Interestingly, there is data to suggest that the thiazide-induced hyperglycemia effect is a potassium effect: a 2006 review of >50 trials in which thiazides were compared to other blood pressure-lowering medications or placebo, it was found that for every 1 mEq/L decrease in K, there is a 10 mg/dL increase in glucose. Furthermore, normalization of serum potassium in patients on thiazides (with potassium supplements) will lower the serum glucose.
From a molecular level, this is perhaps explained by the fact that the pancreatic b-cell secretion of insulin is regulated in large part by ATP-sensitive K channels in the beta-cell membrane. Alterations in the extracellular potassium concentration to which these cells are exposed could potentially lead to decreased insulin secretion.

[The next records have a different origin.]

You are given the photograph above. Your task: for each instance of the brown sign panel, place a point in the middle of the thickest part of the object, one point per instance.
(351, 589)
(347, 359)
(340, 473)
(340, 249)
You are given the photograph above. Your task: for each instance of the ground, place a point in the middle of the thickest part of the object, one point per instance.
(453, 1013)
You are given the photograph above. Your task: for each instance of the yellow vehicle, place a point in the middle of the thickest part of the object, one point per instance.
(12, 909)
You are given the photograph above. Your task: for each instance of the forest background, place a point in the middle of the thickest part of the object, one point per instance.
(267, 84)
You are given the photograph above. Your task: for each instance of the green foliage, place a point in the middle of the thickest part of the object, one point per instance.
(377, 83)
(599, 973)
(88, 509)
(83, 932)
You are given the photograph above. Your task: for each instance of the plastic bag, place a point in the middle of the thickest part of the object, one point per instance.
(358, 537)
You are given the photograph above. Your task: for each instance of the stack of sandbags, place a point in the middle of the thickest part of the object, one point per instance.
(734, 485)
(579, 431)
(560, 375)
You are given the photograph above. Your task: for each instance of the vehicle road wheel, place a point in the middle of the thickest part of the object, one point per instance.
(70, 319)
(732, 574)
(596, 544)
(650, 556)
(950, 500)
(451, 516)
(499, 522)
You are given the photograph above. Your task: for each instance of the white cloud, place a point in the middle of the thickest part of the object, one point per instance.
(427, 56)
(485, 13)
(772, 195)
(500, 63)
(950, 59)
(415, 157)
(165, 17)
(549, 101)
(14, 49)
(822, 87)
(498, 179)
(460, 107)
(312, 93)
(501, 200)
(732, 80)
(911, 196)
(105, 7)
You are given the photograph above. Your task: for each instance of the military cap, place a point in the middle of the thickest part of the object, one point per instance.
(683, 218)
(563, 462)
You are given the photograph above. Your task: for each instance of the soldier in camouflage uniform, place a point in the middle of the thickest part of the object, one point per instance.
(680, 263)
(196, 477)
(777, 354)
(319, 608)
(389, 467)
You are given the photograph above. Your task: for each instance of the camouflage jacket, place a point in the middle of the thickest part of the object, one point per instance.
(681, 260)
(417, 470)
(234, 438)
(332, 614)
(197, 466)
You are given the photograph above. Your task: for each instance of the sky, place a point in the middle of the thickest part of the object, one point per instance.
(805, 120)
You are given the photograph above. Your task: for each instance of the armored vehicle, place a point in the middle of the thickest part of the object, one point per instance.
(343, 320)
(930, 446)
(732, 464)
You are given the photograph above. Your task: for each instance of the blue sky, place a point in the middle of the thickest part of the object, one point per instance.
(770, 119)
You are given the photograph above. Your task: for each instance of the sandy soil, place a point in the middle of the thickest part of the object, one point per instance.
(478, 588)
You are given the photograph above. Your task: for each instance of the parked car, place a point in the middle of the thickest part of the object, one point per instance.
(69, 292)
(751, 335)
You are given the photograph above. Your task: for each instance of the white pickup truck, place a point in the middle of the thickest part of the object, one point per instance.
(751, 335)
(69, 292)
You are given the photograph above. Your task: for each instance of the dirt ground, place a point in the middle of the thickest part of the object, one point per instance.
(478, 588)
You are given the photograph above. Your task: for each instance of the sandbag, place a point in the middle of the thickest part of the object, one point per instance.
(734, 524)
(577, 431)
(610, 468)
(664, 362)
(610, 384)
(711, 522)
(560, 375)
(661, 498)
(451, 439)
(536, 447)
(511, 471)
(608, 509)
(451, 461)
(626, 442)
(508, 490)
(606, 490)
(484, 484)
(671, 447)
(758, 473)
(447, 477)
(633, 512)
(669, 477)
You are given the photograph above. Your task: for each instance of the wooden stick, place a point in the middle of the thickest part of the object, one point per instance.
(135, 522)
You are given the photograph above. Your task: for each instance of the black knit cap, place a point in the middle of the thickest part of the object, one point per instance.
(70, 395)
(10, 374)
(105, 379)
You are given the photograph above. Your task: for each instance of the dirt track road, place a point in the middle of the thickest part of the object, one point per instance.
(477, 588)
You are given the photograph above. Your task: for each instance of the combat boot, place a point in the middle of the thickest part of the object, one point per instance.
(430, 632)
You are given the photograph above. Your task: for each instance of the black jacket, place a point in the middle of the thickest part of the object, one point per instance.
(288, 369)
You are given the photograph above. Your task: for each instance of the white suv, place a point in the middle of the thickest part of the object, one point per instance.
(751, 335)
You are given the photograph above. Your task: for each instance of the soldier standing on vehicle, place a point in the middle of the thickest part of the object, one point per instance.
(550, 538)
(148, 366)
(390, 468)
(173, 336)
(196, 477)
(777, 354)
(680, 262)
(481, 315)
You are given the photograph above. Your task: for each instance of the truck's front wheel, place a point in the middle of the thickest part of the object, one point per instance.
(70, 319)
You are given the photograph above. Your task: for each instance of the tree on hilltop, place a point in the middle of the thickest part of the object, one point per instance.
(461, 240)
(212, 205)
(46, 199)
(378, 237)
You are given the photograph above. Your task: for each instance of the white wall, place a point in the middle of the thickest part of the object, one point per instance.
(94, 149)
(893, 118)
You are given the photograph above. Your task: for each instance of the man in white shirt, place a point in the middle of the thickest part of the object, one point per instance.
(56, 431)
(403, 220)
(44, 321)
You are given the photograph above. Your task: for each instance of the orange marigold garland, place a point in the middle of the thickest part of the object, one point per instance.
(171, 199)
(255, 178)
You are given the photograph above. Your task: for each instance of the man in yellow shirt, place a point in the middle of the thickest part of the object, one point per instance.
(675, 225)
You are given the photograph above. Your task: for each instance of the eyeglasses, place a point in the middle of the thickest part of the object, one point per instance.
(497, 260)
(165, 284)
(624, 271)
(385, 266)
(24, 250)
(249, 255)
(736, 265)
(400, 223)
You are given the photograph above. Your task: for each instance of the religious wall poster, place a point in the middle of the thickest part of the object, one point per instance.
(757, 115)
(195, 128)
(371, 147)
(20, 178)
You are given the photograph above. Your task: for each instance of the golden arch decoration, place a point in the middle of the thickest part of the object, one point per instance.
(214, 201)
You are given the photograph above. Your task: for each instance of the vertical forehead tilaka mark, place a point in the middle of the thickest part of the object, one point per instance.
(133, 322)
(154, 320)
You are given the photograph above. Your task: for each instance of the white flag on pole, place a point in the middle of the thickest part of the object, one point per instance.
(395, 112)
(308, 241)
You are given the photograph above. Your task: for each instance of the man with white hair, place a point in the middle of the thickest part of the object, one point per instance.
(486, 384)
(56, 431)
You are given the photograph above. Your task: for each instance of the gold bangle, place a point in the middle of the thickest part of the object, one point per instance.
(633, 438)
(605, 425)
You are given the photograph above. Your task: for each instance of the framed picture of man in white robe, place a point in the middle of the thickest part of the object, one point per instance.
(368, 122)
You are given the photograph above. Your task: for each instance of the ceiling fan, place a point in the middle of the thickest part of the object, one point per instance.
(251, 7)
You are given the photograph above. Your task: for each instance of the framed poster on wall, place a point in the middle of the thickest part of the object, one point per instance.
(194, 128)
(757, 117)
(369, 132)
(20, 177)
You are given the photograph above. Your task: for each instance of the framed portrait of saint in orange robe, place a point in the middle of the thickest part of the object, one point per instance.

If this mechanism is correct, it would imply that thiazide-induced hyperglycemia occurs by a different mechanism (decreased insulin secretion) than the standard type 2 diabetes (peripheral insulin resistance), and furthermore that thiazide-induced hyperglycemia is reversible with normalization of potassium levels. Thus, it is probably not necessary to remove thiazides from the list of useful first-line agents for treatment of hypertension. That being said, as a budding nephrologist I am always looking for a good reason to prescribe an ACE-inhibitor or ARB, and therefore I personally tend to add one of the RAAS blockers first given the population of clinic patients that I see.